1/5/11

New Year's Evil

Funny how short-lived my enthusiasm for a new year is. I think we went wrong by celebrating an arbitrary point in our collective orbit (good band name), and then by getting drunk about it, and again by making a big deal about how and where we get drunk for it. This is the classic loser's offensive remark: "I go to sleep at 10:00 PM because, you know, what's the point?"

It's a weak position and would not get you voted into office, and complements the life of anyone over a certain age living in warm places, or anyone who works New Year's Day and isn't extreme enough to make it through a shift hungover. I mean entirely to brag by saying that  I worked an entire shift in a retail store with no backup, one day, while I was hung over enough to be sickened by rosewater. Fun fact: since referencing hangovers and New Year's, this article has gotten 300% more predictable.

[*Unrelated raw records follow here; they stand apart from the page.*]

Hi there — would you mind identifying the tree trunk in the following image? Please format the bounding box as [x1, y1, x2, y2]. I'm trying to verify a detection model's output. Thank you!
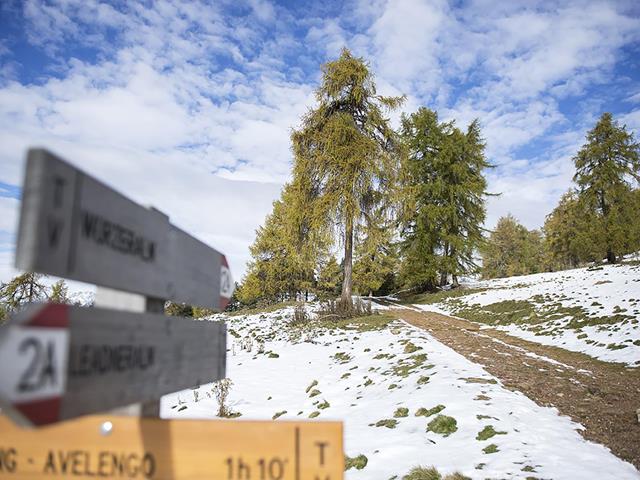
[607, 246, 616, 263]
[600, 192, 616, 263]
[341, 216, 353, 305]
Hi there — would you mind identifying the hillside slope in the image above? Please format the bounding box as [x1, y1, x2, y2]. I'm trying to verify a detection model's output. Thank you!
[414, 261, 640, 367]
[162, 308, 640, 479]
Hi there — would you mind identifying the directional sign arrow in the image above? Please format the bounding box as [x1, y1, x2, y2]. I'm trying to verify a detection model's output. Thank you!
[16, 149, 234, 309]
[0, 304, 226, 425]
[0, 415, 344, 480]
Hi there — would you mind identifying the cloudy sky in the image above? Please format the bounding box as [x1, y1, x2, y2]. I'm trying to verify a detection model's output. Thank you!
[0, 0, 640, 280]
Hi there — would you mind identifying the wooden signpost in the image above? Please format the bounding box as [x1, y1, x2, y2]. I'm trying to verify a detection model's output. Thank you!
[0, 416, 344, 480]
[0, 304, 226, 425]
[0, 149, 344, 480]
[16, 149, 233, 309]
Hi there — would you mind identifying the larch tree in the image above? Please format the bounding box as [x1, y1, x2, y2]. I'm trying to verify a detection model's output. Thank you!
[49, 280, 69, 304]
[292, 49, 404, 305]
[353, 202, 398, 295]
[0, 272, 47, 312]
[543, 190, 606, 270]
[401, 108, 490, 288]
[573, 113, 640, 263]
[480, 214, 544, 278]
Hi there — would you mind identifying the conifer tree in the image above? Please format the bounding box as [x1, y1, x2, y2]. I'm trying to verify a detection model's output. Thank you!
[0, 272, 47, 312]
[353, 203, 397, 295]
[292, 49, 403, 305]
[401, 108, 489, 289]
[315, 255, 342, 300]
[480, 214, 544, 278]
[543, 190, 606, 270]
[573, 113, 640, 263]
[49, 280, 69, 303]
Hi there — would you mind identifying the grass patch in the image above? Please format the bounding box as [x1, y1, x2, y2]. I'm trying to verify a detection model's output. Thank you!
[225, 302, 299, 317]
[402, 287, 487, 305]
[375, 418, 398, 428]
[476, 425, 507, 441]
[344, 454, 369, 471]
[458, 377, 498, 385]
[393, 407, 409, 418]
[305, 380, 318, 393]
[333, 352, 351, 363]
[482, 443, 500, 454]
[415, 405, 446, 417]
[316, 314, 395, 332]
[427, 415, 458, 437]
[404, 342, 422, 353]
[402, 467, 471, 480]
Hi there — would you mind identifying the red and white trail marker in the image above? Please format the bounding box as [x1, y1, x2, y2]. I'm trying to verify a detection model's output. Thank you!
[0, 304, 226, 425]
[16, 149, 234, 309]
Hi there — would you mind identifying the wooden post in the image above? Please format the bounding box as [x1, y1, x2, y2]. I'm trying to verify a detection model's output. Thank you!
[94, 287, 166, 418]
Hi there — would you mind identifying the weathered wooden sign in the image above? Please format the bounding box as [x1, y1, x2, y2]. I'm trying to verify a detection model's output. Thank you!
[16, 149, 234, 309]
[0, 416, 344, 480]
[0, 304, 226, 425]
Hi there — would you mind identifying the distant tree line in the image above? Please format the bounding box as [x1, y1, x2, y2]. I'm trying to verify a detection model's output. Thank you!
[239, 49, 640, 308]
[0, 272, 69, 323]
[481, 113, 640, 278]
[236, 50, 489, 305]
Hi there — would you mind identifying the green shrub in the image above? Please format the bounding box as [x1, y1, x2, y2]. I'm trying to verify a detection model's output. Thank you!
[415, 405, 446, 417]
[476, 425, 507, 441]
[393, 407, 409, 418]
[376, 418, 398, 428]
[402, 467, 471, 480]
[427, 415, 458, 437]
[482, 443, 500, 453]
[305, 380, 318, 393]
[344, 454, 369, 470]
[404, 342, 422, 353]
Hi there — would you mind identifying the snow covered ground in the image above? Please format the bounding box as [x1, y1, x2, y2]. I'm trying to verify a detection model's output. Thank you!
[162, 308, 640, 480]
[416, 262, 640, 366]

I've more or less given up on holidays, myself. I still participate, but the illusion has failed me. And, really, the best perspective on the so-called "holiday season" is a cynical one, because it means you won't be disappointed in anything, from the tacky advertising to the annoying advertising to the repetitive advertising to the heartrending advertising for charities or even the edgy advertising for cars. Cynical people also don't act surprised when the mall is busy, because the mall is always busy anyways, and only an idiot would think otherwise.

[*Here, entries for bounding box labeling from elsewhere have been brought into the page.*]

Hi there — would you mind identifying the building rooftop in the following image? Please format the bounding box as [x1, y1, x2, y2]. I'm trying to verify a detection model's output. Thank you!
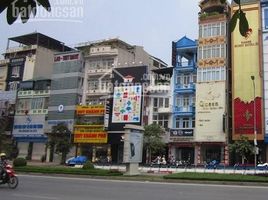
[75, 38, 135, 49]
[8, 32, 72, 52]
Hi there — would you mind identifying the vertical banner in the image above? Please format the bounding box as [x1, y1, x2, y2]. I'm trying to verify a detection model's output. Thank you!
[232, 4, 263, 140]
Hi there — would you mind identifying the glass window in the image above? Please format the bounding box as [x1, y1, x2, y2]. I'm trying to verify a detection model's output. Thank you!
[165, 98, 169, 108]
[182, 118, 190, 128]
[31, 98, 44, 109]
[176, 118, 180, 128]
[154, 98, 158, 108]
[192, 118, 195, 128]
[183, 96, 190, 107]
[159, 98, 164, 108]
[264, 9, 268, 29]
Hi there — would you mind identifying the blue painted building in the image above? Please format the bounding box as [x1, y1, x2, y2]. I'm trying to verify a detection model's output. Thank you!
[169, 36, 197, 164]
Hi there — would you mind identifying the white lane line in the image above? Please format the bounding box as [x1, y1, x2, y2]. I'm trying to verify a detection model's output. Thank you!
[12, 194, 59, 200]
[20, 175, 268, 189]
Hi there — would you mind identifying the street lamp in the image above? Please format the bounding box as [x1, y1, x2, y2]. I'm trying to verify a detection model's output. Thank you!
[251, 76, 257, 169]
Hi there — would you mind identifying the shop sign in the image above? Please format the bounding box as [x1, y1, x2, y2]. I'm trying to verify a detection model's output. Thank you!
[74, 127, 108, 143]
[76, 105, 105, 115]
[13, 115, 45, 137]
[170, 129, 194, 137]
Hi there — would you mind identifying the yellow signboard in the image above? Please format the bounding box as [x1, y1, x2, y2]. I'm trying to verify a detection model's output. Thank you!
[195, 82, 226, 142]
[74, 127, 108, 143]
[76, 105, 105, 115]
[232, 4, 263, 140]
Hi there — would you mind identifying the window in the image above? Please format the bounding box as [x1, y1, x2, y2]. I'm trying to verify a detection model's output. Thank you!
[9, 81, 19, 91]
[176, 76, 181, 84]
[183, 96, 190, 107]
[31, 98, 44, 109]
[176, 96, 182, 106]
[153, 114, 168, 128]
[88, 80, 99, 90]
[11, 66, 20, 78]
[183, 75, 190, 85]
[165, 98, 169, 108]
[182, 118, 190, 128]
[197, 67, 226, 82]
[192, 118, 195, 128]
[199, 22, 226, 38]
[158, 98, 164, 108]
[264, 9, 268, 29]
[176, 118, 180, 128]
[198, 44, 226, 59]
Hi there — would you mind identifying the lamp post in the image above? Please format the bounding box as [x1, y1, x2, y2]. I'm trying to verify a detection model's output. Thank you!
[251, 76, 257, 170]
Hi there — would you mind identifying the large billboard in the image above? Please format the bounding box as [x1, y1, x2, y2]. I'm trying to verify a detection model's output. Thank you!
[107, 66, 148, 132]
[232, 4, 263, 140]
[76, 105, 105, 115]
[195, 82, 226, 142]
[123, 130, 143, 163]
[74, 126, 108, 144]
[112, 86, 142, 123]
[12, 115, 47, 142]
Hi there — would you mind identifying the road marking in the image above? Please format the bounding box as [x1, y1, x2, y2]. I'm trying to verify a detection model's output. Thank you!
[12, 194, 59, 200]
[20, 175, 267, 189]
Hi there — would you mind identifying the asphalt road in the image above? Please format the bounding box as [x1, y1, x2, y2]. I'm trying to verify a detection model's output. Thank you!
[0, 175, 268, 200]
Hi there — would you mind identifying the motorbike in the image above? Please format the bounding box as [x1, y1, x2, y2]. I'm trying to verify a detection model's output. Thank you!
[0, 165, 19, 189]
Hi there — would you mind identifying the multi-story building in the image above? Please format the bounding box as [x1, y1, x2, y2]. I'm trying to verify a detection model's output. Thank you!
[46, 50, 84, 161]
[0, 59, 9, 91]
[77, 39, 166, 162]
[261, 0, 268, 161]
[169, 36, 197, 164]
[144, 67, 173, 163]
[12, 79, 51, 160]
[231, 0, 266, 164]
[1, 32, 70, 160]
[194, 0, 230, 165]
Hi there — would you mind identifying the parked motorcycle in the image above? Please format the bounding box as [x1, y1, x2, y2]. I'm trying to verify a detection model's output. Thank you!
[0, 165, 19, 189]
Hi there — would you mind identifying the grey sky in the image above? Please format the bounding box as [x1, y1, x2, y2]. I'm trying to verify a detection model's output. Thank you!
[0, 0, 199, 65]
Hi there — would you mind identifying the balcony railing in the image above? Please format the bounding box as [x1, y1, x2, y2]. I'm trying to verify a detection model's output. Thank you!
[173, 106, 195, 116]
[87, 88, 112, 96]
[6, 45, 37, 53]
[154, 107, 172, 113]
[175, 83, 195, 93]
[175, 62, 196, 72]
[87, 68, 112, 75]
[147, 84, 171, 93]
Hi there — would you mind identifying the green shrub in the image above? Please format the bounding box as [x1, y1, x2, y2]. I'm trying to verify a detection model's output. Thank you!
[13, 158, 27, 167]
[83, 161, 94, 169]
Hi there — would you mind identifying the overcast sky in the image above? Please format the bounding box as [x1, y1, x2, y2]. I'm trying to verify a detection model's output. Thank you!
[0, 0, 199, 65]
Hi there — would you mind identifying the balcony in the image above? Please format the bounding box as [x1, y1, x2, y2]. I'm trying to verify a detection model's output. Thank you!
[87, 68, 113, 75]
[0, 59, 9, 65]
[18, 90, 50, 98]
[16, 109, 48, 115]
[87, 88, 112, 96]
[147, 84, 171, 93]
[173, 106, 195, 116]
[175, 83, 195, 94]
[154, 107, 172, 113]
[34, 90, 50, 96]
[6, 45, 37, 54]
[85, 46, 118, 57]
[175, 62, 196, 72]
[18, 90, 34, 97]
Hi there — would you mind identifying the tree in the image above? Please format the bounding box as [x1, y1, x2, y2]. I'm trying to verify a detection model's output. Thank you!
[229, 136, 254, 164]
[0, 0, 249, 36]
[48, 124, 72, 164]
[143, 124, 165, 163]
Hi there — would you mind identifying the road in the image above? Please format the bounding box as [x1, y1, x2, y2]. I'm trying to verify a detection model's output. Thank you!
[0, 175, 268, 200]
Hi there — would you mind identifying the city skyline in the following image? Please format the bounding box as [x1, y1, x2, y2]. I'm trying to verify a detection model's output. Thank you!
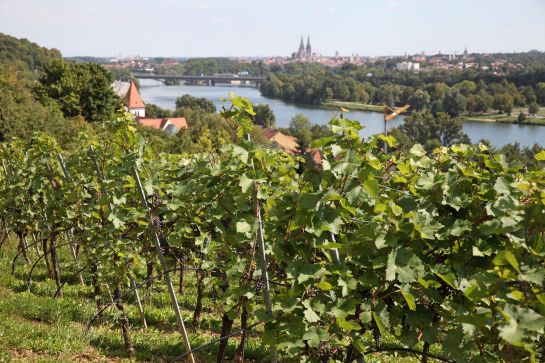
[0, 0, 545, 57]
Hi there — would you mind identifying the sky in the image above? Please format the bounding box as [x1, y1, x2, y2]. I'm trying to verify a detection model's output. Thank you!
[0, 0, 545, 57]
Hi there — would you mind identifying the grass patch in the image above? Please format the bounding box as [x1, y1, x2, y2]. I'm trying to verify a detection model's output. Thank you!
[0, 239, 432, 363]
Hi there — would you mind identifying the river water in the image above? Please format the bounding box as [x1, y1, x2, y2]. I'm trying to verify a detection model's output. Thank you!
[140, 79, 545, 146]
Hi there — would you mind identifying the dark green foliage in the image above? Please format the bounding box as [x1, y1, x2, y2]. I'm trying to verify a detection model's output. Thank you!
[392, 111, 469, 151]
[0, 65, 85, 147]
[37, 60, 121, 122]
[252, 104, 276, 128]
[0, 33, 61, 71]
[492, 93, 514, 114]
[176, 94, 216, 116]
[528, 102, 540, 115]
[443, 90, 466, 117]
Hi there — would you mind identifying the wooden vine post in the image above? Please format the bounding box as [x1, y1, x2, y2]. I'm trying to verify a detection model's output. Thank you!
[254, 185, 277, 363]
[133, 167, 195, 363]
[57, 153, 85, 285]
[91, 148, 148, 328]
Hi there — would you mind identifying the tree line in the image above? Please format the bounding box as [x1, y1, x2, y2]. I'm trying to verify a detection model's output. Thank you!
[260, 64, 545, 116]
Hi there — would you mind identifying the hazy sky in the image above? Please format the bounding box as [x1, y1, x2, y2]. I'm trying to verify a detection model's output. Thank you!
[0, 0, 545, 56]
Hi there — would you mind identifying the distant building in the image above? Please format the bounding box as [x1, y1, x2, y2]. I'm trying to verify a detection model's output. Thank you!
[138, 117, 188, 134]
[396, 62, 420, 72]
[263, 127, 299, 154]
[291, 35, 313, 60]
[112, 81, 131, 98]
[125, 82, 146, 118]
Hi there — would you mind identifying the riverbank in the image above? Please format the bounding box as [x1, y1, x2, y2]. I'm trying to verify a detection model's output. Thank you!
[322, 101, 382, 113]
[462, 113, 545, 126]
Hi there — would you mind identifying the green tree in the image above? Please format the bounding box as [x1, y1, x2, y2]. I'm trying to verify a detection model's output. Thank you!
[0, 64, 84, 147]
[407, 89, 430, 111]
[528, 102, 539, 115]
[443, 90, 466, 117]
[466, 94, 488, 113]
[37, 59, 121, 122]
[289, 113, 312, 151]
[392, 111, 469, 151]
[252, 104, 276, 127]
[535, 82, 545, 106]
[176, 94, 216, 113]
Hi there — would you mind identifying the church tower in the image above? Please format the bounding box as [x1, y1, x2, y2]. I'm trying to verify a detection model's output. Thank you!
[307, 35, 312, 58]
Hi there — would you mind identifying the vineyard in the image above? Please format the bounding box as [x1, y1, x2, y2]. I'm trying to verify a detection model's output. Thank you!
[0, 96, 545, 362]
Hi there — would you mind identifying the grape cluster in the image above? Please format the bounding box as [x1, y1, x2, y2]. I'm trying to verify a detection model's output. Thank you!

It really does seem that this arbitrary point in the orbit was picked by the northern elite to ensure that their subjects have something to look forward to, whilst they sip 500 year-old cognac out of opulent vessels and bask in the warmth of a paper-money fire. I actually understand this behavior, because Christmas is the great time of retail up-trickle economics, when the midwealthy get their yearly bonuses. When the midwealthy go out to buy luxury products on boxing day, that money trickles up again to the elite, who sometimes have to make the heartbreaking decision to burn older stacks of money in order to be able to store the new. Some of them even have to deal with the stress of renovating their overlarge money safes.

For regular little people, a bit of stress arises from the hope that gifts given are either appreciated for their inherent value or useful to whomever they are gifted to. Also I see that my decision not to slavishly post on this blog was a mistake, because my whole readership evaporated. I just checked the stats, and am impressed that the numbers held out as long as they did.

Yeah, I've got peanuts for material on this blog, but I've explained that I am a shoddy blogger. I'll do a lot better this year, I promise.